# Milling attachment adapter plate.



## kd0afk (Dec 19, 2012)

I bought a milling attachment for my SB 9" lathe. Found out when I got it that it was for a 13" lathe. It weighs 40 lbs. In order to use it I will need to make an adapter plate.

I have a couple of questions. Will this thing be too much weight for my lathe, and, will aluminum be stout enough for this purpose? I plan on offsetting the two diameter on the plate so some of the weight is loser to the saddle.
Thanks guys


----------



## GailInNM (Dec 20, 2012)

Many years ago I mounted a milling attachment from an Atlas 12 inch lathe on my 9 inch SB.  Used it for about 5 years before I got a milling machine.  It was fairly well balanced with out having to offset any so I just kept things concentric.  It was a little lighter than yours.  

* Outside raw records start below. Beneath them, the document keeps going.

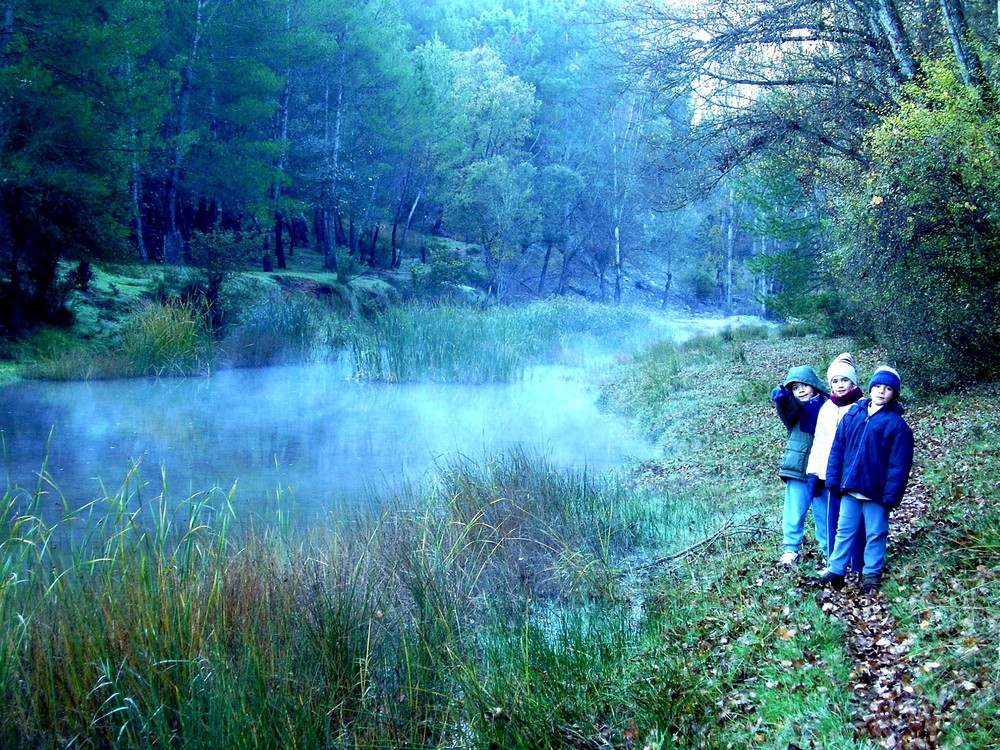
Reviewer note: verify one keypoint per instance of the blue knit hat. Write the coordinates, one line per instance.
(886, 375)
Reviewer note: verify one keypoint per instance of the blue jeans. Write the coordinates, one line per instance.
(865, 519)
(793, 519)
(856, 560)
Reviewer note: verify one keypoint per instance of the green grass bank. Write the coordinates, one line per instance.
(512, 605)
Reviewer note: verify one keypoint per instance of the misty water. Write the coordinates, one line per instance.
(304, 439)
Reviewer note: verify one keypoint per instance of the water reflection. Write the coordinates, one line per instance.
(307, 438)
(307, 434)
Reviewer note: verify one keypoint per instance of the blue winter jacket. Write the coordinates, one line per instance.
(872, 455)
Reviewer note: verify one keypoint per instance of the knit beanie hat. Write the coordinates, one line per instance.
(843, 367)
(886, 375)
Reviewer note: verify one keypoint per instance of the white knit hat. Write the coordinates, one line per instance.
(843, 366)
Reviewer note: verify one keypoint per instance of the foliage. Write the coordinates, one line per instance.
(276, 329)
(516, 604)
(919, 263)
(167, 340)
(453, 343)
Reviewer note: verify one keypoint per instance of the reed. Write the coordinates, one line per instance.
(171, 339)
(464, 344)
(135, 620)
(277, 328)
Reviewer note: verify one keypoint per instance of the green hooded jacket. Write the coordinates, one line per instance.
(793, 463)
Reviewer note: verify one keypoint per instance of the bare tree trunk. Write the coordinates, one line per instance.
(892, 26)
(282, 134)
(173, 244)
(140, 240)
(545, 269)
(730, 235)
(969, 63)
(332, 140)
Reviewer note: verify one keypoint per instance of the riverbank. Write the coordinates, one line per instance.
(520, 607)
(783, 663)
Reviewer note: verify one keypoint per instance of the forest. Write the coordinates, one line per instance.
(830, 162)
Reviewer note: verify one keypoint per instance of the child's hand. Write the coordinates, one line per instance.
(815, 485)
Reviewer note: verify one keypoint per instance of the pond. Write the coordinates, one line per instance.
(303, 438)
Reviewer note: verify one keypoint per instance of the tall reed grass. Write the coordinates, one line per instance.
(161, 625)
(466, 344)
(276, 329)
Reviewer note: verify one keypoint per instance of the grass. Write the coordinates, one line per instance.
(511, 605)
(451, 343)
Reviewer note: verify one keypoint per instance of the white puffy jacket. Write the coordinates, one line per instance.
(826, 427)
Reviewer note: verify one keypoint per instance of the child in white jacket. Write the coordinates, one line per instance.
(844, 391)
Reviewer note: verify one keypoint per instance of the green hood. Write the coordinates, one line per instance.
(805, 374)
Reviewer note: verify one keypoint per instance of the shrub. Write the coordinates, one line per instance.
(171, 339)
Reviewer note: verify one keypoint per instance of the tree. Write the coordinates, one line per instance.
(63, 149)
(919, 244)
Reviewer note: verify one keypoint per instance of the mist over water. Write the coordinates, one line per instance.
(303, 438)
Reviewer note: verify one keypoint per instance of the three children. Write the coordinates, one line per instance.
(798, 401)
(848, 459)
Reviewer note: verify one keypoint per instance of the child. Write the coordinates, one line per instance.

I think that it will will work for you for occasional light use.  It will probably work better than the 9 inch SB one because of the extra mass will will reduce vibration.

Gail in NM
W5MLY


----------



## kd0afk (Dec 20, 2012)

I have to make an adapter plate for it anyway and I think I can get nearly all of the mass centered over the saddle. Would aluminum be ok to use for the plate? A 5" x 6.75" would be perfect. A steel plate that size would cost me around $50 for the thing and shipping. But aluminum will cost me like $12. Sucks when you live in a town that doesn't have a metal yard. Of course there are 4 surf shops and two rite aids to serve less than 8000 people. But i digress.


----------



## kd0afk (Dec 20, 2012)

I'm almost tempted to make an aluminum foundry just so i can cast the dang thing.


----------



## GailInNM (Dec 20, 2012)

Aluninum should work fine if reasonably thick.
Gail in NM


----------



## kd0afk (Dec 20, 2012)

In order to allow it to clear when i pivot on the x axis it will need to be 1" thick. 
I think i will make an open flask, get a good charcoal fire going and just cast the thing.


----------